Economist Ajit Ranade’s back-of-the-envelope calculation shows that the highest face value in India should be around Rs. 250; simply put, Rs. 250 is the highest-value note that most Indian individuals should need. 
What will be its impact on common man?
The decision is likely to put inconvenience to common people, almost half of the population who are not well conversant with the card transactions, who will start running to the nearby bank to exchange the currency notes.
The most affected people are those who are already on some pleasure trips during these days and likely to move in the coming days.
The decision has been taken without studying the situation properly which could create a host of problems especially when the festive and marriage season are ahead.
The farmers’ class - whose paddy crop has been harvested and marketed and sowing whet and other rabi crops are under progress – and majority of them in rural India doesn’t have access to a bank account – estimated 200-300 million people – and depends upon high-value cash transactions will be crippled until new notes come in the market. 

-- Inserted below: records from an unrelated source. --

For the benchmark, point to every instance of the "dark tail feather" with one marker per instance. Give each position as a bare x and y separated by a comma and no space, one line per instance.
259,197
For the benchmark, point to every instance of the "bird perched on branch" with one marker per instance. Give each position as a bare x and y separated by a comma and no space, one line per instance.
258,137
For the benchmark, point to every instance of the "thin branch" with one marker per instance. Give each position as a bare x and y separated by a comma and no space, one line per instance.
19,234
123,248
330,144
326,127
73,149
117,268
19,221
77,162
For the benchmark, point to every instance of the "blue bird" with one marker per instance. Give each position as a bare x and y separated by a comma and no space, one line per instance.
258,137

Since this will reduce the total currency circulation in the market, it will lead to deflation and the gold prices, stocks and commodities will drop.  
 Moreover, with the heavy deposits with the bank, more lending could be possible and deflation and inflation will balance in the future with long term interest of the country comfortably.
Will it lead to end corruption?
Barring difficulty to the common man during the period of deposit and withdrawing new currency from the banks, it will definitely help the government to fight black money, corruption, terrorism and counterfeit currency with one single bold and historical decision of the Modi Government besides choking the terrorist related activities, arms smuggling and spying. 
Keeping aside the as to how India’s black money is in forms other than currency or physical notes such as gold, land, jewellery or any other form of wealth, the banning of notes will tackle the black money that is in the form of hard cold cash but will not affect other forms of black money. 
It is also likely to bring more transparency in the Indian real estate industry making it more attractive for domestic and foreign investors.  
In case the supply of smaller notes are constrained in the days and weeks ahead, it is likely to put quite a number of people in a pickle. 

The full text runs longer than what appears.